Proprio per ridurre le disuguaglianze territoriali emerse negli ultimi anni, il Piano attribuisce un ruolo centrale alla telemedicina e al teleconsulto specialistico. L’utilizzo delle tecnologie digitali consentirà di accelerare le diagnosi, favorire il confronto immediato tra professionisti e migliorare il coordinamento tra le diverse strutture coinvolte nella gestione dell’emergenza, contribuendo a rendere più uniforme la qualità delle cure su tutto il territorio regionale.

Un capitolo importante riguarda la fase successiva all’evento acuto. Il Piano prevede infatti un rafforzamento della rete riabilitativa attraverso l’attivazione e la riattivazione di complessivi 54 posti letto. Venti posti di riabilitazione intensiva saranno attivati presso l’Azienda ospedaliero-universitaria di Sassari, mentre la neuroriabilitazione della Asl di Oristano passerà da 10 a 14 posti letto. È prevista inoltre la riattivazione di 12 posti letto già assegnati all’Arnas Brotzu e di ulteriori 18 posti di riabilitazione intensiva che troveranno sede nell’Ospedale Marino di Cagliari.

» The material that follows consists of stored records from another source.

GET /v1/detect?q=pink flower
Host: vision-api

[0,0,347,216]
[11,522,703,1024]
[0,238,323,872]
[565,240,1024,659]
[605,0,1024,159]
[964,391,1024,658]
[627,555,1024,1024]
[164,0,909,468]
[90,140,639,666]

La riorganizzazione punta a garantire percorsi riabilitativi precoci, personalizzati e integrati, nella consapevolezza che la continuità assistenziale rappresenta un elemento essenziale per favorire il recupero funzionale e migliorare la qualità della vita delle persone colpite da ictus.

Il Piano introduce anche un sistema permanente di monitoraggio e valutazione basato su specifici indicatori di processo ed esito, con l’obiettivo di verificare l’efficacia della rete e il rispetto degli standard nazionali ed europei. A supporto dell’attuazione del nuovo modello sarà istituito il Coordinamento regionale della rete Stroke, organismo incaricato di definire i percorsi diagnostico-terapeutici assistenziali, accompagnare le aziende sanitarie nell’applicazione delle nuove disposizioni e verificarne nel tempo l’effettiva operatività.

Con l’approvazione del Piano, la Regione punta dunque a costruire un sistema più omogeneo e capace di rispondere alle esigenze di un territorio complesso, rafforzando la capacità di intervento nelle emergenze cerebrovascolari e migliorando l’assistenza ai pazienti in tutte le fasi del percorso di cura.